Oggi la Dpt rimane in vigore ma è destinata a scadere il 4 marzo 2027. Quanto è probabile che la Dpt venga ulteriormente rinnovata? Sebbene molti paesi e organizzazioni (tra cui la FCEI) abbiano accolto calorosamente gli ucraini negli anni successivi all’invasione, il mondo non è più quello del 2022. Ylva Johansson, ex Commissaria europea per gli Affari interni e ora Inviata speciale dell’UE per gli ucraini nell’UE, ha commentato in vista della riunione del Consiglio Giustizia e Affari interni (Gai) dell’UE del 5 marzo: «Sarei molto sorpresa se la protezione temporanea venisse prorogata così com’è», esprimendo l’opinione che «cinque anni sono sufficienti per la protezione temporanea». Certamente, pochi avrebbero immaginato nel febbraio 2022 che gli ucraini avrebbero ancora bisogno oggi dei diritti garantiti dal regime della Dpt. Se, tuttavia, la protezione fosse ancora necessaria nel marzo 2027, quale forma dovrebbe assumere? Questo era esattamente il punto all’esame del Consiglio Gai, che ora sta cercando di pianificare una “transizione coordinata” per uscire dalla protezione temporanea. Sebbene una transizione verso qualcosa di più permanente possa, in questa fase, avere senso, vi è una diffusa preoccupazione che le opportunità esistenti per gli ucraini di passare a soluzioni più durature, come i permessi di soggiorno nazionali o dell’UE per lavoro, studio o residenza a lungo termine, siano, in realtà, scarse. A parte l’infrastruttura giuridica, un senso di “stanchezza dell’accoglienza” ha da tempo sostituito l’apertura di molti nei confronti di coloro che non possono tornare in Ucraina, mentre in alcuni ambienti l’ostilità aperta verso la migrazione è diventata la norma.

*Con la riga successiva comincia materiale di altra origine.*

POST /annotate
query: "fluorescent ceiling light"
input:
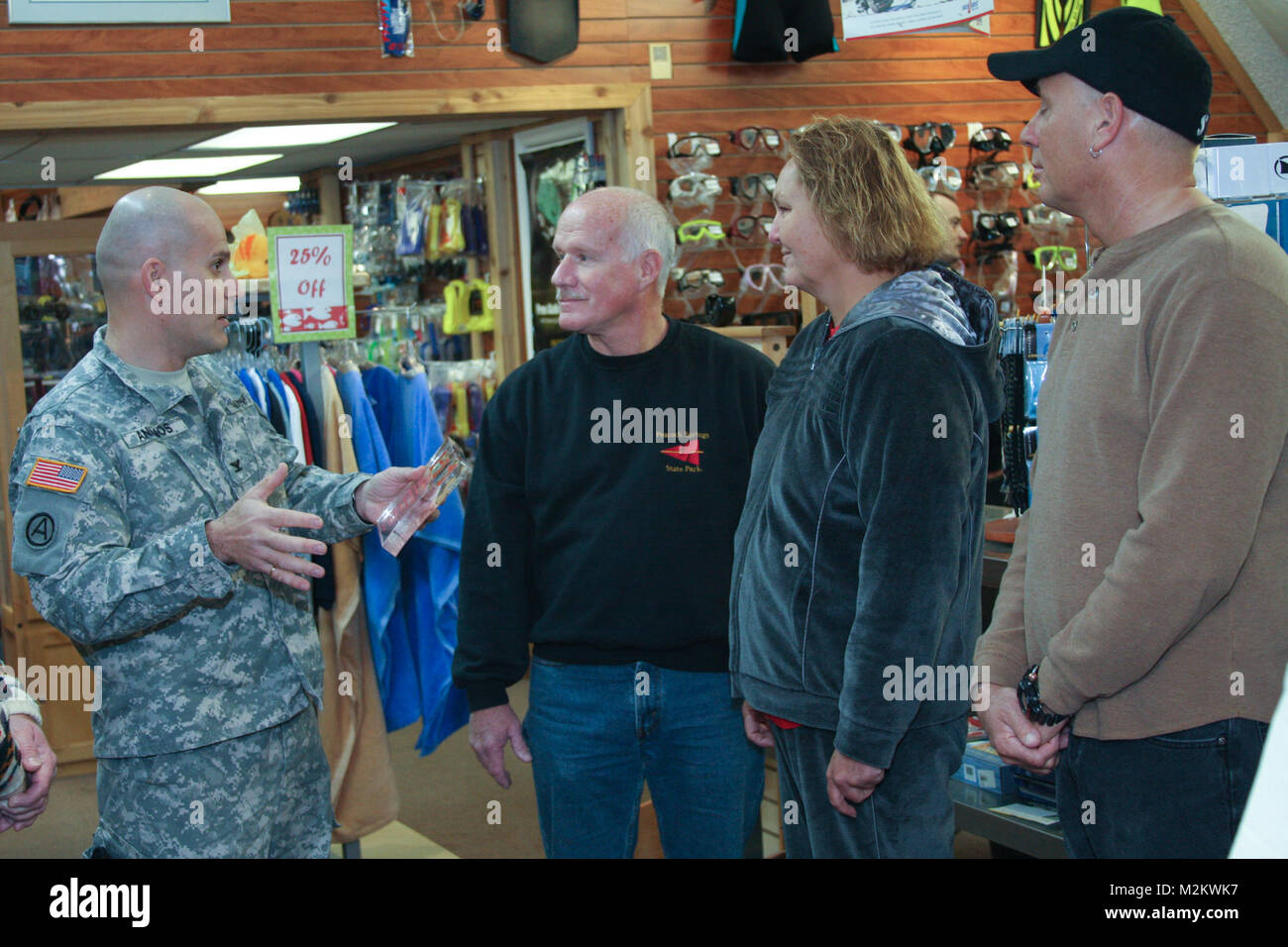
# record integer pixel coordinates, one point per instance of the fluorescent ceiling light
(288, 136)
(252, 185)
(185, 167)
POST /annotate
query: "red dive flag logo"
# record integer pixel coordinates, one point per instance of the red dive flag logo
(688, 453)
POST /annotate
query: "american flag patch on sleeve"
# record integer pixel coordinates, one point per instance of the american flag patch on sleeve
(54, 474)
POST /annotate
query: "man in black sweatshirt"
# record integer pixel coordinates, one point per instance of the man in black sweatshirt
(610, 474)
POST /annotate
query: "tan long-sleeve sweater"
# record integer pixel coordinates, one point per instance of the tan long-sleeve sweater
(1150, 575)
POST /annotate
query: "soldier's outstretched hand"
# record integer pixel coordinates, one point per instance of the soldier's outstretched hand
(250, 535)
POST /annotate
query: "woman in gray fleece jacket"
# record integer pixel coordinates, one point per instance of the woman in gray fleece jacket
(855, 598)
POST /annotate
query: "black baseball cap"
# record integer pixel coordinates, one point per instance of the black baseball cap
(1142, 56)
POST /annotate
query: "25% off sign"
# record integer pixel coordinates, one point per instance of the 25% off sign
(310, 282)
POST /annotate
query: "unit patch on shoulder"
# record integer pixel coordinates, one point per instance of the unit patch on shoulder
(56, 475)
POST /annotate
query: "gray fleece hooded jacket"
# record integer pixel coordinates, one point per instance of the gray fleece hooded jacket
(861, 543)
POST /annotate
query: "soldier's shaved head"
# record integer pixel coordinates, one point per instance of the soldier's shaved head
(158, 222)
(162, 260)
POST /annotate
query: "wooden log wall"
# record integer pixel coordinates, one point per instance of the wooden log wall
(334, 46)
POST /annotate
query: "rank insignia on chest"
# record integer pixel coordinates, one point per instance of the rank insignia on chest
(56, 475)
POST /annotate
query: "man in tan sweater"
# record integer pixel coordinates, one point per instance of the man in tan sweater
(1146, 598)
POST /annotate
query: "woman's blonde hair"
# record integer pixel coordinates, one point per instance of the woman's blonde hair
(874, 208)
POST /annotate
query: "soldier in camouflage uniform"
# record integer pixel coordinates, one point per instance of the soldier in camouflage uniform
(27, 764)
(162, 525)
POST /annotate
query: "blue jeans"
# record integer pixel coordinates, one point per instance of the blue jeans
(596, 732)
(1176, 795)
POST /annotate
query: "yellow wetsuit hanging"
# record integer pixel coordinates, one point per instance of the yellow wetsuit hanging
(1057, 17)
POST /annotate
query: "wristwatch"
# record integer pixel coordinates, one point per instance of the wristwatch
(1031, 703)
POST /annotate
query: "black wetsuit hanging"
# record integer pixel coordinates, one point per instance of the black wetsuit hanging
(760, 30)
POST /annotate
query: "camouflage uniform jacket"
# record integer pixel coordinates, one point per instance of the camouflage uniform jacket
(111, 486)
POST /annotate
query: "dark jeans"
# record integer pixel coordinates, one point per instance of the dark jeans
(1176, 795)
(910, 814)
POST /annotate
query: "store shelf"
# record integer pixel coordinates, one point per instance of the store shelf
(971, 808)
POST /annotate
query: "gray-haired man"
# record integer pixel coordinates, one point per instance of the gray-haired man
(599, 527)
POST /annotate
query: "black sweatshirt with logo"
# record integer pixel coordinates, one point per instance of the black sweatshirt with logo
(603, 505)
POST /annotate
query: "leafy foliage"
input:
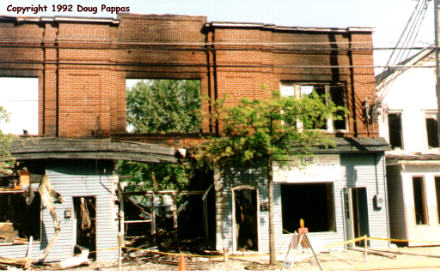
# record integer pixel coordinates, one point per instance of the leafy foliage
(258, 132)
(161, 106)
(255, 130)
(143, 176)
(158, 106)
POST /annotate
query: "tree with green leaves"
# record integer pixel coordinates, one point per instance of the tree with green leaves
(261, 132)
(161, 106)
(164, 106)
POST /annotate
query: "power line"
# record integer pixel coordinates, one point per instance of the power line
(208, 65)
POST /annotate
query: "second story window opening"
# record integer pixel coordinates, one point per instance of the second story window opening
(332, 93)
(432, 130)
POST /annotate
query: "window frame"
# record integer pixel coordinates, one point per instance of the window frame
(330, 127)
(423, 201)
(400, 113)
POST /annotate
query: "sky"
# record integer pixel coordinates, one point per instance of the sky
(388, 17)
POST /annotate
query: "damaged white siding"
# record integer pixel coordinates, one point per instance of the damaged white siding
(76, 179)
(357, 171)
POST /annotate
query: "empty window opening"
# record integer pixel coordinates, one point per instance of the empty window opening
(19, 97)
(312, 202)
(359, 203)
(329, 93)
(176, 215)
(19, 217)
(246, 232)
(437, 192)
(137, 216)
(420, 201)
(85, 218)
(432, 132)
(395, 130)
(163, 106)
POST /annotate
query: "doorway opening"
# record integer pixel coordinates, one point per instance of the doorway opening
(246, 228)
(356, 214)
(85, 223)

Un documento di lavoro pubblicato di recente dall’ECRE[1] si è concentrato sugli scenari probabili per gli ucraini che vivono in Polonia e in Italia e che, a partire da marzo 2027, non saranno più beneficiari del Dpt. Secondo l’ECRE “il modello [attuale] dell’Italia dà priorità all’integrazione attraverso la partecipazione al mercato del lavoro […], un approccio [che] promuove l’autosufficienza e la partecipazione economica, ma rischia di escludere coloro che non sono in grado di soddisfare i criteri formali o del mercato del lavoro”. La preoccupazione generale espressa è che il superamento della Dpt in Italia danneggi maggiormente una minoranza vulnerabile, ovvero le persone economicamente inattive: coloro che sono, ad esempio, anziani, infermi o hanno responsabilità di assistenza. Questo gruppo, suggerisce il documento, è il più a rischio di cadere nell’irregolarità. Se ciò dovesse accadere, lo straordinario risultato umanitario della Dpt andrebbe perso. Evitarlo richiederebbe, tuttavia, un passo molto più audace: rendere permanenti i diritti acquisiti ai sensi della Dpt.


Per la società nel suo complesso emerge una questione più ampia. Quanto siamo disposti a riconoscere il valore di ogni individuo, indipendentemente dal fatto che sia economicamente attivo o meno? Nell’ambito dell’ammissione umanitaria, la tendenza sembra chiara: i governi dell’UE ancora disposti a impegnarsi nell’espansione dei percorsi formali stanno dando sempre più priorità alla “mobilità del lavoro” rispetto alla “pura” protezione umanitaria; alle persone economicamente attive rispetto ai più vulnerabili. In questo contesto, la probabilità di mantenere in modo permanente i diritti acquisiti dai beneficiari della Dpt sembra minima.